Erika Walter hat neues Selbstbewusstsein gewonnen - weiß, was sie kann und zeigt das auch. Die Stärke verdankt die Hamburgerin einem Training in Norderstedt. Auf der Wittmoor-Ranch hat sie Nervosität und Unsicherheit über Bord geworfen. Geschafft haben das Aimée und ihre Besitzerin Sandra Altmeyer (41). Die Pferdenärrin hat Hobby und Beruf zu einem Nebenjob kombiniert, der auf zunehmende Resonanz stößt: Karriereberatung mit Pferden.

"Die Tiere sind sensibel, sie spiegeln das Verhalten der Menschen direkt und ohne Worte wider", sagt die Karriere-Trainerin, die im Hauptberuf bei einer Handelskette zuständig ist für mehrere Filialen. "Personaleinsatz, Ausbildung und der Umgang mit Mitarbeitern spielen dabei eine große Rolle", sagt die Frau, die die Ausbilder-Eignungsprüfung abgelegt, sich zum Coach und im Thema Karriereplanung weitergebildet hat. Sie hat klein angefangen, kennt die Situation an der Basis und weiß inzwischen, wie es sich anfühlt, andere zu führen und Verantwortung zu tragen.

"Führungsarbeit ist Beziehungsarbeit", sagt Altmeyer. Gerade junge Leute, die frisch von der Uni oder Fachhochschule kommen und nun im Management eines Unternehmens anfangen, müssten lernen, dass die Zahlen nur stimmen können, wenn der Umgang mit den Mitarbeitern stimmt. Respekt, Aufmerksamkeit, Sensibilität, Vertrauen, aber auch Konsequenz und Stärke - auf die Mischung komme es an. Soll ich die Mitarbeiter an der langen Leine lassen oder die Zügel anziehen? "Pferde sind die idealen Testobjekte", sagt Sandra Altmeyer. Schon der erste Kontakt ist entscheidend. Wird das Tier beachtet, bekommt es gar Leckerli? Werden bestimmte Gesten und Worte wiederholt und entwickeln sich zu Ritualen, schafft das Vertrauen. Als Erika Walter Richtung Stall geht, hebt Aimée sofort den Kopf, kommt auf sie zu.

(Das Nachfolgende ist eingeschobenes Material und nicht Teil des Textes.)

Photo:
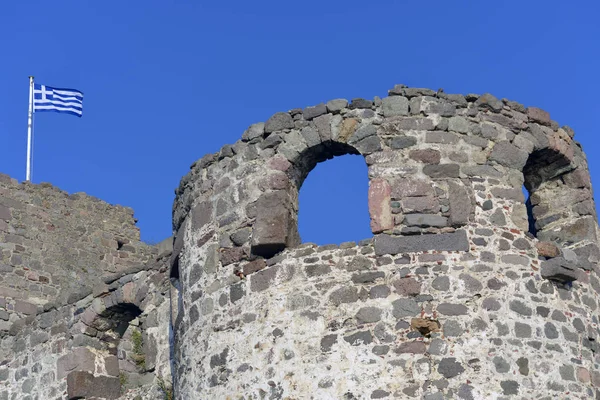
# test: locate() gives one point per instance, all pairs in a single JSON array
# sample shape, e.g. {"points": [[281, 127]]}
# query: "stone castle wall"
{"points": [[78, 290], [465, 291]]}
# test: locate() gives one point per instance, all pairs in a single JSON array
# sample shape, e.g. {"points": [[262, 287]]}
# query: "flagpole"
{"points": [[29, 130]]}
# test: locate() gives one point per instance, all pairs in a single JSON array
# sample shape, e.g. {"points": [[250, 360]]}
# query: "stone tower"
{"points": [[465, 291]]}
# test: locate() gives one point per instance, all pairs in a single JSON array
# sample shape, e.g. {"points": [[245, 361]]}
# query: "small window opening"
{"points": [[333, 202], [530, 219]]}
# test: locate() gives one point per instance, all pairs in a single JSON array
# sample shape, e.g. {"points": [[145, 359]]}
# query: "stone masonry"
{"points": [[465, 291]]}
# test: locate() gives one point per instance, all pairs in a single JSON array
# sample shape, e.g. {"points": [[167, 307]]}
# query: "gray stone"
{"points": [[313, 112], [460, 204], [490, 102], [441, 283], [425, 220], [359, 338], [360, 103], [452, 328], [523, 364], [347, 294], [510, 387], [452, 309], [482, 171], [520, 308], [455, 241], [82, 384], [558, 269], [253, 132], [336, 105], [279, 121], [394, 106], [458, 124], [367, 315], [450, 368], [509, 155], [442, 171], [402, 142], [522, 330], [271, 231], [550, 330], [471, 284], [405, 308]]}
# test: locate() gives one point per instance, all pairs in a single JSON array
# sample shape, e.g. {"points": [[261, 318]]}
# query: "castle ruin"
{"points": [[465, 291]]}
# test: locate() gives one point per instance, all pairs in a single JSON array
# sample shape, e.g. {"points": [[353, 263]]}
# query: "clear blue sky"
{"points": [[167, 82]]}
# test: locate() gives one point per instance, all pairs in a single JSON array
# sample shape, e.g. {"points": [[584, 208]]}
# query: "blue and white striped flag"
{"points": [[46, 98]]}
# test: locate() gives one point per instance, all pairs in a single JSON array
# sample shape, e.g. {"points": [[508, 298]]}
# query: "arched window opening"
{"points": [[543, 189], [333, 201]]}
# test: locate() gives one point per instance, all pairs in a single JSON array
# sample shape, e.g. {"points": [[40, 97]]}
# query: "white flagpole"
{"points": [[29, 129]]}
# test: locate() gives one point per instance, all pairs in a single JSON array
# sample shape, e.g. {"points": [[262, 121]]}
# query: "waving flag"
{"points": [[46, 98]]}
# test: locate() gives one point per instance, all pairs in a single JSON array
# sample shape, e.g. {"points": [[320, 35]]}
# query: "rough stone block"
{"points": [[581, 229], [442, 171], [336, 105], [313, 112], [271, 231], [4, 213], [279, 121], [425, 220], [509, 155], [455, 241], [538, 115], [406, 187], [460, 204], [426, 156], [80, 359], [394, 106], [81, 384]]}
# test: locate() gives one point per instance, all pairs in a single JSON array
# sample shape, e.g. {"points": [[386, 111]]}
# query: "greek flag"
{"points": [[46, 98]]}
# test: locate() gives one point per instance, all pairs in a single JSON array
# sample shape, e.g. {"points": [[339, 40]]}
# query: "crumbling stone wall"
{"points": [[465, 291], [75, 278]]}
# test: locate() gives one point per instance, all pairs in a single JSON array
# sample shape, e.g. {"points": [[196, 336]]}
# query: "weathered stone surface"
{"points": [[456, 241], [425, 220], [460, 204], [379, 205], [450, 368], [279, 121], [313, 112], [335, 106], [426, 156], [405, 308], [490, 102], [394, 106], [271, 231], [507, 154], [538, 115], [442, 171], [407, 187], [559, 269], [452, 309], [81, 384]]}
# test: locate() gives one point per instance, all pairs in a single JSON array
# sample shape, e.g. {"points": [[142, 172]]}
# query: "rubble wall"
{"points": [[83, 302]]}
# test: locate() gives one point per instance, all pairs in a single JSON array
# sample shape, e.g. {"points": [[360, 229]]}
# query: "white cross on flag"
{"points": [[46, 98]]}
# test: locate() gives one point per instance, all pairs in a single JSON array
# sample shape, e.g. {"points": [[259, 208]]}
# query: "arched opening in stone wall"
{"points": [[550, 196], [333, 199], [530, 219]]}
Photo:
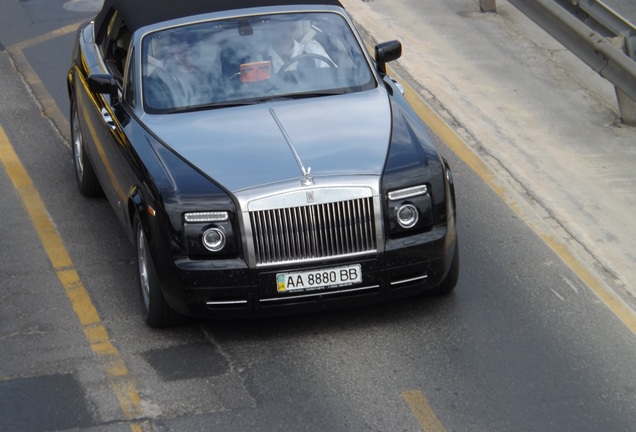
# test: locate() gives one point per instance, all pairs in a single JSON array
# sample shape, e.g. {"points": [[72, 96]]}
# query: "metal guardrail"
{"points": [[612, 21], [594, 49]]}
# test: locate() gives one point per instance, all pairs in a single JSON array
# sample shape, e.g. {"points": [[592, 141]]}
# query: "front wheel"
{"points": [[155, 310], [87, 181]]}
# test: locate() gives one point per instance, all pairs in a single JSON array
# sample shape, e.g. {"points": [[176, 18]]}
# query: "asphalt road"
{"points": [[522, 345]]}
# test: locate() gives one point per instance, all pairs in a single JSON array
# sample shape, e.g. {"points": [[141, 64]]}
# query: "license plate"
{"points": [[325, 278]]}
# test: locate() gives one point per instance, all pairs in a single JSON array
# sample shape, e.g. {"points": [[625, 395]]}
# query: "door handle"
{"points": [[108, 119]]}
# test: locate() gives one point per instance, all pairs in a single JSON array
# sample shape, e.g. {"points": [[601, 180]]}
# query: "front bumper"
{"points": [[229, 289]]}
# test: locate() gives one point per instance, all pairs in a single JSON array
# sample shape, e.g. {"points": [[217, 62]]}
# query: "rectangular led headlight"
{"points": [[206, 217], [408, 192]]}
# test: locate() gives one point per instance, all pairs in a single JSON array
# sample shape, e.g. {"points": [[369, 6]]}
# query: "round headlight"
{"points": [[407, 215], [214, 239]]}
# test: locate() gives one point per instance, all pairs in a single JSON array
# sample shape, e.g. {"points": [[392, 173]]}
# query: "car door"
{"points": [[106, 116]]}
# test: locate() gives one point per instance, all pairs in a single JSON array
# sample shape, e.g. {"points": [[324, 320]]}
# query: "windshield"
{"points": [[250, 60]]}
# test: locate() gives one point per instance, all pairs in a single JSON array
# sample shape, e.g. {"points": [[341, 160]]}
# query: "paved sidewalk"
{"points": [[543, 121]]}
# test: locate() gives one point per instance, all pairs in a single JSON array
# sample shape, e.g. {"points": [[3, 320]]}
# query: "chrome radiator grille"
{"points": [[314, 231]]}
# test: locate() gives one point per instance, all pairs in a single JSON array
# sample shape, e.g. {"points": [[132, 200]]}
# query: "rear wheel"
{"points": [[85, 176], [155, 310]]}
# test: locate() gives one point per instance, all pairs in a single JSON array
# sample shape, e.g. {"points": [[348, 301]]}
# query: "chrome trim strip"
{"points": [[229, 302], [410, 280], [321, 259], [291, 297]]}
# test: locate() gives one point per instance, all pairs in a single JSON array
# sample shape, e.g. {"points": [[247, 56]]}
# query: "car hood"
{"points": [[250, 146]]}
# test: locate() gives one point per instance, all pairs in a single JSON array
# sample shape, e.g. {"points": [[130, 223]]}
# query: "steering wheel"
{"points": [[299, 57]]}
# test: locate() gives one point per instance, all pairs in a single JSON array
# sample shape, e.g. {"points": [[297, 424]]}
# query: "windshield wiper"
{"points": [[318, 93], [213, 105]]}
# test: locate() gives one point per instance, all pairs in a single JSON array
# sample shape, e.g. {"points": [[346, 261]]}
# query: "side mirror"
{"points": [[103, 84], [386, 52]]}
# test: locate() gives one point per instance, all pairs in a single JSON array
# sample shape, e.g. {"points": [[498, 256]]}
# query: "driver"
{"points": [[284, 47]]}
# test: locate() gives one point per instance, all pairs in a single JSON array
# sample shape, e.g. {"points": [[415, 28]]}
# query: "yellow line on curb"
{"points": [[422, 411], [470, 158], [94, 331]]}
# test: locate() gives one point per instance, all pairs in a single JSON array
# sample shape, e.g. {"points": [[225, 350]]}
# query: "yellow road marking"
{"points": [[94, 331], [422, 410], [626, 314]]}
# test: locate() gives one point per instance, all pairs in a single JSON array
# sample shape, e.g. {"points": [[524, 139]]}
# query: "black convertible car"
{"points": [[259, 157]]}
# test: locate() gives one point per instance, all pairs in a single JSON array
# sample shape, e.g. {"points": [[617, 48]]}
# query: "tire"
{"points": [[155, 311], [87, 181], [450, 281]]}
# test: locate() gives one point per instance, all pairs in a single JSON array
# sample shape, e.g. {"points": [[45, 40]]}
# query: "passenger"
{"points": [[190, 84], [283, 47]]}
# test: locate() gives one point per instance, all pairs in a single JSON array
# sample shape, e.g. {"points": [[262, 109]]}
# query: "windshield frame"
{"points": [[346, 47]]}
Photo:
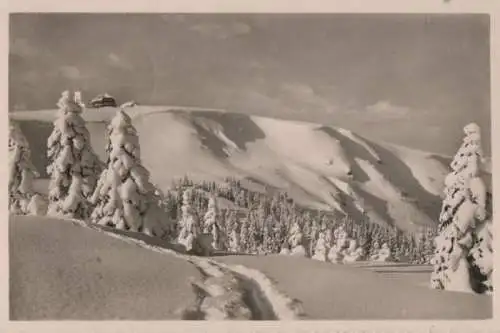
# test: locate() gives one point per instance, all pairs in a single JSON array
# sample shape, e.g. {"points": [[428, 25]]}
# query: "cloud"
{"points": [[222, 31], [116, 61], [70, 72], [304, 98], [387, 109], [22, 47]]}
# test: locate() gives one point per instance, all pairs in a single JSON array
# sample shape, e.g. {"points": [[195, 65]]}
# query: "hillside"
{"points": [[320, 166], [63, 271], [53, 263]]}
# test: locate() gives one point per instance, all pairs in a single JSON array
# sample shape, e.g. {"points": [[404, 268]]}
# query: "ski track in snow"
{"points": [[257, 293]]}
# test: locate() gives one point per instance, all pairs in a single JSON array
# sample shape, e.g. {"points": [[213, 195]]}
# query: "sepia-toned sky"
{"points": [[414, 80]]}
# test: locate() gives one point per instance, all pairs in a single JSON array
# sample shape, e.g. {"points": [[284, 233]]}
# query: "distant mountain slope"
{"points": [[320, 166]]}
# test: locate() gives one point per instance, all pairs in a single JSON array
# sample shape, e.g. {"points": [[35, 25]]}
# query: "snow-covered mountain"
{"points": [[320, 166]]}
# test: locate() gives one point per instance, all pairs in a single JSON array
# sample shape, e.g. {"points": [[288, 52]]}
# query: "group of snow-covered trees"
{"points": [[119, 193], [257, 223]]}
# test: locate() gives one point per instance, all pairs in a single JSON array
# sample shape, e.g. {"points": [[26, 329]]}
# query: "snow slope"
{"points": [[65, 270], [329, 291], [53, 263], [320, 166]]}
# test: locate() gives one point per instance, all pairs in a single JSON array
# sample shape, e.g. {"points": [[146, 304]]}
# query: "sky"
{"points": [[410, 79]]}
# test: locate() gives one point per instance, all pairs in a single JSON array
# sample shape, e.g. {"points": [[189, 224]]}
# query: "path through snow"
{"points": [[233, 292]]}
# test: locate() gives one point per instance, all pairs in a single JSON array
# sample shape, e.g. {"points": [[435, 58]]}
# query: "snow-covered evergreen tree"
{"points": [[296, 241], [212, 225], [78, 99], [244, 235], [22, 197], [462, 215], [124, 197], [190, 228], [73, 165], [321, 249]]}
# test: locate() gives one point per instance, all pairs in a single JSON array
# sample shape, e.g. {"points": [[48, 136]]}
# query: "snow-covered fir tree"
{"points": [[463, 214], [190, 228], [22, 197], [124, 197], [78, 99], [212, 224], [73, 165], [296, 241]]}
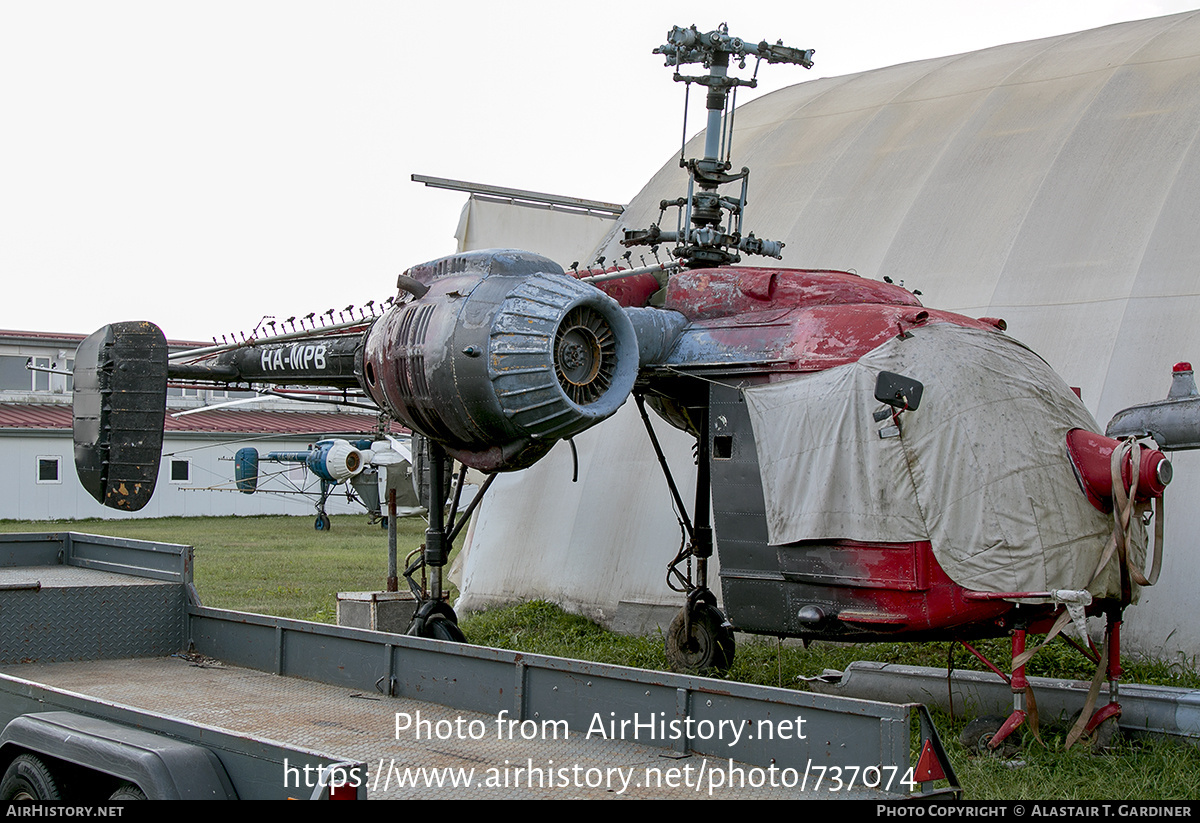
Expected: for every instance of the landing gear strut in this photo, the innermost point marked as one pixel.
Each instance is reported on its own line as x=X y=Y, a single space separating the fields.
x=700 y=640
x=435 y=617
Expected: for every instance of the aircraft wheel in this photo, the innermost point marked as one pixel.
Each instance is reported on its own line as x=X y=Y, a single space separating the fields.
x=979 y=732
x=29 y=779
x=441 y=629
x=127 y=792
x=708 y=647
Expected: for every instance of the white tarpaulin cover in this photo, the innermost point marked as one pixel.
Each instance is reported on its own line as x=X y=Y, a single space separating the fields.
x=979 y=469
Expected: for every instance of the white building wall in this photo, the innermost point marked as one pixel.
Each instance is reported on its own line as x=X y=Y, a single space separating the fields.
x=209 y=491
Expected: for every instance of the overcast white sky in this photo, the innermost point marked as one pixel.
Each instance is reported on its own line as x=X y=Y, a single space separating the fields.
x=202 y=164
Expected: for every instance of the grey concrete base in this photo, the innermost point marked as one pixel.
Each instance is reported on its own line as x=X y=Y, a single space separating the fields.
x=377 y=611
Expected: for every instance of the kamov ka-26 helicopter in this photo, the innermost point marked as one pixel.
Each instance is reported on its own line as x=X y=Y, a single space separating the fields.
x=875 y=469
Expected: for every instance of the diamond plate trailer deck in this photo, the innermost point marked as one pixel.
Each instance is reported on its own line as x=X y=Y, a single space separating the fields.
x=103 y=640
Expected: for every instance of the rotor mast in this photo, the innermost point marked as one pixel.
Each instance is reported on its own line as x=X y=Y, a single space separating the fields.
x=708 y=227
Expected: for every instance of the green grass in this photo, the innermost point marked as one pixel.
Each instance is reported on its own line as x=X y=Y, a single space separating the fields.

Die beiden haben nicht nur zueinander gefunden. Die Pintolewitzer Stute, mit 1,67 Meter genau an der Grenze zwischen Pony und Pferd, war der "Retter in der Not". Und die war groß, Im vorigen November verlor Erika Walter nach 16 Jahren ihren Job in einer Kosmetikfirma. "Ich wusste doch gar nicht mehr, wie man sich bewirbt", sagt sie. Prompt ging der erste Versuch auch schief. Zu nervös und angespannt war sie, als sie dem Personalchef gegenüber saß. Die Folge: Die psychische Belastung trieb den Blutdruck hoch, sie war traurig und nahm ab. Über Bekannte stieß sie auf Sandra Altmeyer und Aimée. "Nach dem Vorgespräch gingen wir sofort auf den Übungsplatz", sagt die Karriereberaterin. Erika Walter merkte sofort, wie ihre Unsicherheit sich auf das Pferd übertrug. "Das war eigentlich gar nicht nötig, denn Frau Walter ist eine selbstbewusste Persönlichkeit", sagt Sandra Altmeyer. Erst führte die Klientin den Vierbeiner an der Leine über den Sandplatz. Dann schaffte sie es, Aimée mit entschlossenen Kommandos durch das Tonnentor und über die Holzlatten zu bugsieren. Ihre Erfahrung: Bin ich präsent und freundlich, folgt mir das Pferd. Das war ein solches Erfolgserlebnis, dass die Arbeitslose die Klinik, die sie als neuen Arbeitgeber im Visier hatte, ohne Anmeldung betrat. Freundlich und strahlend ließ sie sich von Zimmer zu Zimmer weiterreichen und überstand das Gespräch problemlos. "Ich habe mir immer vorgestellt, dass mir Aimée gegenüber sitzt. Und schon habe ich mich gerade gemacht", sagt Erika Walter. Sie bekam den Job als Service-Assistentin, das Leben macht ihr wieder Spaß. "Das war zwar nicht ganz billig, aber die Investition hat sich auf jeden Fall gelohnt."